The Agentic Leap: As we transition from 'Copilots' to autonomous 'Agents,' which specific vertical will be the first to fully trust AI with independent decision-making?
After closely observing and investing across multiple vertical AI markets, the supply/demand dynamics in Security Operations (SecOps) and IT Operations stand out as the first to fully trust AI with independent decision-making. These environments already operate on real-time telemetry, deterministic rules, and well-defined success and failure metrics, making them naturally suited for agentic systems once auditability is in place. Buyers in these domains are increasingly required to deploy agentic adoption, as scale, complexity, and talent shortages intensify. Israeli cyber and infrastructure startups, shaped by decades of experience in mission-critical and adversarial environments, are well positioned to deliver agents that move from recommendation to execution triaging alerts, containing threats, rolling back risky changes, and enforcing policy autonomously. This is a domain where trust is engineered, not assumed, and it plays directly to Israel’s strengths.
The Dual-Use Leap: Israel has mastered Defense Tech. Which civilian industry (e.g. Construction, Agri, Logistics) will see the biggest disruption from adapting these battle-tested technologies?
The biggest civilian disruption from Israel’s defense technologies will be in critical infrastructure and industrial operations, including logistics, energy, transportation, and public safety. Israel’s DefenseTech ecosystem functions as a real-world laboratory, where technologies are developed under constant operational pressure and validated before scaling commercially. Capabilities such as autonomy, sensing, AI-driven decision systems, cyber-physical security, and resilient networks translate directly from defense into civilian systems that must operate under uncertainty and strict reliability requirements. Our experience investing in dual-use companies like D-Fend Solutions highlights how technologies proven in national security environments can be rapidly adapted into mission-critical civilian applications at global scale.
The Contrarian Leap: What is one sector or trend currently ignored by the herd that you believe represents the most undervalued opportunity for the coming year?

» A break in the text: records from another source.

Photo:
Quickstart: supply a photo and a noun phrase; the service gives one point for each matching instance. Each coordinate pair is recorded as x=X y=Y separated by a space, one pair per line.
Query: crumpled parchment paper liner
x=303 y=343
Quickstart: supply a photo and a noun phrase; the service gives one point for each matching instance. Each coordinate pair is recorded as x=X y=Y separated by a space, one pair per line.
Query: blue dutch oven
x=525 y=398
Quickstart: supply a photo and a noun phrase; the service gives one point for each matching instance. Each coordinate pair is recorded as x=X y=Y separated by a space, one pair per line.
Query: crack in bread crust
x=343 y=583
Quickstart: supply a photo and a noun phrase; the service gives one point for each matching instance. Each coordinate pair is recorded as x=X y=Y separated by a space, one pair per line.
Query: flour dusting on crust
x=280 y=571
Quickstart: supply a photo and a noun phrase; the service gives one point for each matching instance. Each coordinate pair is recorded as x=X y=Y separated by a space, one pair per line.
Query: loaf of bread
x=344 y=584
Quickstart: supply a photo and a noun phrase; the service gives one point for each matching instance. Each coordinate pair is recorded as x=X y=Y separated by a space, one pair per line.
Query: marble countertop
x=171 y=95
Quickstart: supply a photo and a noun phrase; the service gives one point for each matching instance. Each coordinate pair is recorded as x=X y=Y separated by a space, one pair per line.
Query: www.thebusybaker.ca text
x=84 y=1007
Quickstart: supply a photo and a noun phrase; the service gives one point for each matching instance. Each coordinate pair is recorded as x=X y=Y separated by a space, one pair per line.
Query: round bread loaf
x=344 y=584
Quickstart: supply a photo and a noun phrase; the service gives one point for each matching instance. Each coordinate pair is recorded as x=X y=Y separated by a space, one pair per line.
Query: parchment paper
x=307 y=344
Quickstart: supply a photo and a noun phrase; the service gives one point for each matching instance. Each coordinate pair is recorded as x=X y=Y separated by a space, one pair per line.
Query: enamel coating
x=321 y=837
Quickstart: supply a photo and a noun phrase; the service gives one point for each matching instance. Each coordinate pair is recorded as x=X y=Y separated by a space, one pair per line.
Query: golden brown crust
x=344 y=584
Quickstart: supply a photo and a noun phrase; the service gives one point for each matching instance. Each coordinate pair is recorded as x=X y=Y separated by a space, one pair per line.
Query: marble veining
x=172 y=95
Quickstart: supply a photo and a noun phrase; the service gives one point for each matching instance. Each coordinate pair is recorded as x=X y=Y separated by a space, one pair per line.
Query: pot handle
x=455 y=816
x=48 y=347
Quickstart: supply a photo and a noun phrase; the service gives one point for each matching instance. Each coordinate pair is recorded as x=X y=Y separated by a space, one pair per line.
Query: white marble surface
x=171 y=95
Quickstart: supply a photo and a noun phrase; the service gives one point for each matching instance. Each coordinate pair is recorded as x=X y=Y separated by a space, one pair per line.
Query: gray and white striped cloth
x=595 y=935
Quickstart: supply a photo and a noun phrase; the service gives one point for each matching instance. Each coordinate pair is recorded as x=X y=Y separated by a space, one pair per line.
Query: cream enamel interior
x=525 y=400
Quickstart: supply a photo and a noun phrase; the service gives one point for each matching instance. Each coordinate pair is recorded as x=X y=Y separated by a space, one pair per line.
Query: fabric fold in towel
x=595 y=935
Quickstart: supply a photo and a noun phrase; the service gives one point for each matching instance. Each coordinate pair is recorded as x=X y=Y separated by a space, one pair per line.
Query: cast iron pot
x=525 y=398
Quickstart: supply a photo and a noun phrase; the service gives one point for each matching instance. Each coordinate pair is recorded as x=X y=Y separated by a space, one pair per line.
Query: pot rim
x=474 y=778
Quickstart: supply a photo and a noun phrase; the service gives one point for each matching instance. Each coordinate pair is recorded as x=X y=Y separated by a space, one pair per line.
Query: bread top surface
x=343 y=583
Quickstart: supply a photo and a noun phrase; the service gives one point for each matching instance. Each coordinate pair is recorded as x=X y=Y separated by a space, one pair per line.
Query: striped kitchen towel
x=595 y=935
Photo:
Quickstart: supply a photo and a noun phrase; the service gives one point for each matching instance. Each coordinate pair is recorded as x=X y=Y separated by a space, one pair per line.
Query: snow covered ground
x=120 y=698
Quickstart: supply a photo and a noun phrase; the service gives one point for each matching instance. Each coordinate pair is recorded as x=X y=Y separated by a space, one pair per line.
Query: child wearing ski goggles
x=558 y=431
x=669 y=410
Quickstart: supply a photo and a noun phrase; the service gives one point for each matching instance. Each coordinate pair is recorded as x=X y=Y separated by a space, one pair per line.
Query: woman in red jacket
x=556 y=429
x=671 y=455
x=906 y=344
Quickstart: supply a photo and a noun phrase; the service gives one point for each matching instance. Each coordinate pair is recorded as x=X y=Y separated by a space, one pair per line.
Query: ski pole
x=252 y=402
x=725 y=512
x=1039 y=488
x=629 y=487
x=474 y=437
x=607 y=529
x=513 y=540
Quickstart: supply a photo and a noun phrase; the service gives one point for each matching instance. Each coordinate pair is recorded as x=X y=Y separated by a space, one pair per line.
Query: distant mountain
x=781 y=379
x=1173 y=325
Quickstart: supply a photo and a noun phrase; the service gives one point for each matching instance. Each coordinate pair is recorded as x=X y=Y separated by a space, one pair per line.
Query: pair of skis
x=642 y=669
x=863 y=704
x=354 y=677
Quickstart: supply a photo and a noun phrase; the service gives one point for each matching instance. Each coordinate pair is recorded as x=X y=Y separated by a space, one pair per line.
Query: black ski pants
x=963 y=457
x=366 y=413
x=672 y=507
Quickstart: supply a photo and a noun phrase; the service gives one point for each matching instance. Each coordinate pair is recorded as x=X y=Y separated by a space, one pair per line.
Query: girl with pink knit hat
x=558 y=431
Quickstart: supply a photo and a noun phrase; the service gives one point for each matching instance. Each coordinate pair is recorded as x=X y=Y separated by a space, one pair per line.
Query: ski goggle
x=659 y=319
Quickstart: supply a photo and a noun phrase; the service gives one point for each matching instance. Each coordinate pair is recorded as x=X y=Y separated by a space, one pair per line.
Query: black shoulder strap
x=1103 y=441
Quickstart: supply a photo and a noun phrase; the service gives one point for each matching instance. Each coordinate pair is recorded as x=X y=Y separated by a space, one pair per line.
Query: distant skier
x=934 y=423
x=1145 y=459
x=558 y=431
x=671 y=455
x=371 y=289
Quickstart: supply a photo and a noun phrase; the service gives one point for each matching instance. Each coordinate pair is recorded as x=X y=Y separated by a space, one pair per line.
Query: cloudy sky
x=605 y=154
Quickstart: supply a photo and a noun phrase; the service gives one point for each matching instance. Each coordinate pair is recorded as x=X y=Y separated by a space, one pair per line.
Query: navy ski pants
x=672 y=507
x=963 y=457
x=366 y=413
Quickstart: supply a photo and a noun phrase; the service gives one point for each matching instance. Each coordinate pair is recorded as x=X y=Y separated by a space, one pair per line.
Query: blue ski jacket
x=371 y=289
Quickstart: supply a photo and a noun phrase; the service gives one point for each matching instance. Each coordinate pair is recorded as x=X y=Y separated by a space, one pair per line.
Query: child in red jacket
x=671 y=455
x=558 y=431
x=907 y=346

While AI absorbed roughly half of global venture funding in 2025, capital has largely flowed toward models and applications rather than the infrastructure required to ensure reliability, safety, and accountability. What we consistently see across enterprise surveys and direct conversations is that many organizations are struggling to integrate AI into real workflows and to generate measurable ROI, while simultaneously flagging growing AI-related risks. As regulatory pressure accelerates with the EU AI Act coming into force and hundreds of AI-related bills advancing across the U.S. the need for governance, monitoring, and risk management infrastructure is becoming structural rather than optional. The skill set required to solve this problem – security, reliability, and real-time systems – is deeply embedded in the Israeli tech ecosystem, positioning Israeli startups to play a central role in enabling the next phase of enterprise AI adoption.
Finally, what are 2-3 startups that, in your opinion, are likely to make a leap forward in 2026?
1. BlinkOps (Vertex portfolio company): BlinkOps is a leading agentic platform purpose-built to run security operations through thousands of specialized agents at scale, enabling organizations to stay ahead of evolving threats with deep integration and reliable infrastructure.
2. ConvergeBio: ConvergeBio is poised to leap forward by combining cutting-edge generative AI with deep biology expertise to accelerate drug discovery, positioning it at the forefront of agentic innovation in healthcare.
3. Navina (Vertex portfolio company): Navina’s AI-driven platform is redefining clinical data workflows with agentic interfaces that accelerate insights and decision-making in healthcare, positioning it as an innovation leader in trusted, high-impact AI for care delivery.